With the advanced neuroscience techniques available to elucidate mechanisms today, neuroscientists are beginning to re-define  a classically basic neuroscience principle: one neuron type releases only one type of neurotransmitter. Within the past few months, most of which has been published in The Journal of Neuroscience, there is convincing evidence that the central reward circuit co-releases both dopamine and glutamate. I’m talking, of course, about the ventral tegmental area (VTA) of the pons and the nucleus accumbens (NA) of the forebrain. Though there are other structures largely involved with processing general reward, such as the striatum, so far, there’s no evidence that there is co-release of dopamine and glutamate within striatal pathways (looking specifically at connections to/from the substantia nigra, a dopamine-enriched region, and the globus pallidus, which is a constituent of the striatum).

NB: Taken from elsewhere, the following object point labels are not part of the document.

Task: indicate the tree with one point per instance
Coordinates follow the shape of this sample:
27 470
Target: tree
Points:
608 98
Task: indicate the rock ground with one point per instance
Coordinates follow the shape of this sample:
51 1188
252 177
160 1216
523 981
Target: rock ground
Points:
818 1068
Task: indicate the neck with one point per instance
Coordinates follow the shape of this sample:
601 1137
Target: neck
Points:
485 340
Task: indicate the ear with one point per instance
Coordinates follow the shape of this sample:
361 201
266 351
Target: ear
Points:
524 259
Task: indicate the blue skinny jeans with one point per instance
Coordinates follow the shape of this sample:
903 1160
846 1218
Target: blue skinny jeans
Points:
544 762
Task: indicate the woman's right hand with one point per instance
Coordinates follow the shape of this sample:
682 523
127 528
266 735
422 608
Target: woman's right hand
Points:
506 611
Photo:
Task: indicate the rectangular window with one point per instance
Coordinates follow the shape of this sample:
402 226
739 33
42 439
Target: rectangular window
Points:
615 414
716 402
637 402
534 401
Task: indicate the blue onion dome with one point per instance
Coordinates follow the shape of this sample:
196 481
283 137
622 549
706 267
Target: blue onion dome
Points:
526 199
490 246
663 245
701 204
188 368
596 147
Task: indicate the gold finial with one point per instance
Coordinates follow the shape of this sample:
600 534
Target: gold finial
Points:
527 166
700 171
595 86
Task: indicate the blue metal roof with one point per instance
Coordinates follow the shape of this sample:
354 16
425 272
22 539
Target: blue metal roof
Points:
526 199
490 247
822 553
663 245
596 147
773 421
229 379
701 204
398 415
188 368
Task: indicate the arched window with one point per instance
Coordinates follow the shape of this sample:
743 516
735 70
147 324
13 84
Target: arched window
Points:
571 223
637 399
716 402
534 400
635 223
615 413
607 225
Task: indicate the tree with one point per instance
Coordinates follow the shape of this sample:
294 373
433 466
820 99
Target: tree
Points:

I have reported about the experimental details of this particular article in July, but one of the authors provided a brief summary of the research and recent progress related to the experiments in this week’s Journal of Neuroscience.  He also provided a wonderful schematic detailing the eight possible scenarios involving pre and post-synaptic neurons, ResearchBlogging.orgnon-synaptic neurons (varicosities), and receptor/transport subtypes that could explain the co-release of dopamine and glutamate. For now, we know that EPSCs (excitatory post-synaptic currents) are elicited by both dopamine and glutamate in the VTA and NA. This was accomplished through exploiting channel rhodopsin. In the absence of VGLUT (a vesicular glutamate transporter) these EPSCs did not occur. Additionally, glutamate binding to AMPA receptors (glutamate can either bind to AMPA or NMDA receptors) was found in the NA.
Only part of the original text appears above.